The SiC material can sustain up to 10 times more electric field compared to silicon. This enables tuning the epitaxy doping profile—using a thinner layer (10 $\mathsf{\mu }$m vs. 120 $\mathsf{\mu }$m) and higher doping levels (around ${10}^{16}$ vs. ${10}^{14}$)—to achieve the same breakdown voltage range (1200 V) while significantly reducing $R_{DS\left(on\right)}$. Additionally, the P body junction depth is reduced by a factor of 2 to 3 compared to silicon. These changes—enhanced electric field capability, increased epitaxy doping, and reduced junction depth—significantly affect the electric field distribution below the gate oxide layer. To mitigate these effects, the distance d can be reduced, although this may increase the $R_{\mathrm{jfet}}$. Consequently, the failure mechanisms related to the gate oxide layer may also be associated with those of the reverse-biased diode. In other words, HTRB, UIS, and SC conditions not only stress the diode but also impact the gate oxide layer.

Cross-section analysis was performed on three different SiC MOSFET generations (Figure 24). The analysis reveals a reduction in pitch dimensions with advancements in manufacturing technology. As previously discussed, this shielding is crucial for protecting the gate oxide, which is positioned at the top of the device, from high electrical fields.

For SiC-based devices, the SE effect is more pronounced than in Si-based MOS systems as the band offset and, consequently, the potential barrier for electrons are lower [15]. Previous studies, on early generations, have observed an SE current at the end of the SC pulse [9]. This phenomenon arises from electrons crossing the barrier established by the gate insulation due to the simultaneous effects of high temperature and high electric field. However, in [9], older generations of technologies were examined (e.g., DUT Gen1) compared to the present study (DUT Gen2).
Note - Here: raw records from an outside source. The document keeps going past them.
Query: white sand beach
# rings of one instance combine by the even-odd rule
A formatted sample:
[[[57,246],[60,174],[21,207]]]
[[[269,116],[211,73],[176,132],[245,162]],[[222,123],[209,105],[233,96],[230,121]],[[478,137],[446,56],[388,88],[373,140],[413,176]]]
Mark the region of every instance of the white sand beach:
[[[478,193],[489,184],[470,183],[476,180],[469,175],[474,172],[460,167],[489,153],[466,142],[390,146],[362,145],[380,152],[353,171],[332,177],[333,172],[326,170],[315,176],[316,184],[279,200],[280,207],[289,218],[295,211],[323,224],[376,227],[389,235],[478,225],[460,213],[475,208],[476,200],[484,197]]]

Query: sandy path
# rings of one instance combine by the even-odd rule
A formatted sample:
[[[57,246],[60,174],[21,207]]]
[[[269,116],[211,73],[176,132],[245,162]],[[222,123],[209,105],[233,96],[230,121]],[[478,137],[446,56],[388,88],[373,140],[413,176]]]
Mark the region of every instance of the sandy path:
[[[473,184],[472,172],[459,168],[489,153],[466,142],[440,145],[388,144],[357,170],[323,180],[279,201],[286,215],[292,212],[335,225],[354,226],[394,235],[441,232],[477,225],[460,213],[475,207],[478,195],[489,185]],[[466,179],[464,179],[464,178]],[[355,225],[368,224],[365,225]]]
As illustrated in Figure 24, the pitch dimension has been significantly reduced with manufacturing improvements, resulting in a diminished SE effect.

5. Conclusions

A systematic test methodology for assessing the SC performance and safe operating conditions of power SiC MOSFETs was proposed and validated. These devices, which are critical for high-dependability applications, such as automotive, rail, and aeronautics, were found to be more sensitive to SC degradation compared to their silicon counterparts. This increased sensitivity is attributed to the reduced die size and higher current density of SiC MOSFETs despite their superior voltage blocking capability and energy efficiency.

The SC withstand time for various drain–source voltages was determined, revealing a significant reduction as the drain–source voltage approached the device’s maximum rating. Additionally, progressive degradation in key parameters, such as gate leakage current and drain–source current, was observed during repetitive SC events, with device failure eventually occurring. A correlation between SC energy, pulse width, and device degradation was established, emphasizing the importance of precise SC energy monitoring to extend device lifespan.

Two major failure mechanisms—thermal runaway and ILD degradation—were identified under SC stress. These mechanisms were shown to be influenced by the duration and frequency of SC events, with thermal runaway becoming dominant at higher drain–source voltages and longer SC pulses. The concept of an SC safe operating area was explored, demonstrating that quasi-simultaneous SC events, particularly in phase-leg topology with synchronous operation, significantly affect device lifetime.

Through this work, a deeper understanding of the SC failure modes in SiC MOSFETs has been achieved, and a comprehensive methodology for evaluating SC performance has been provided. These findings are expected to inform design rules and improve the reliability of SiC MOSFETs in high-stress environments.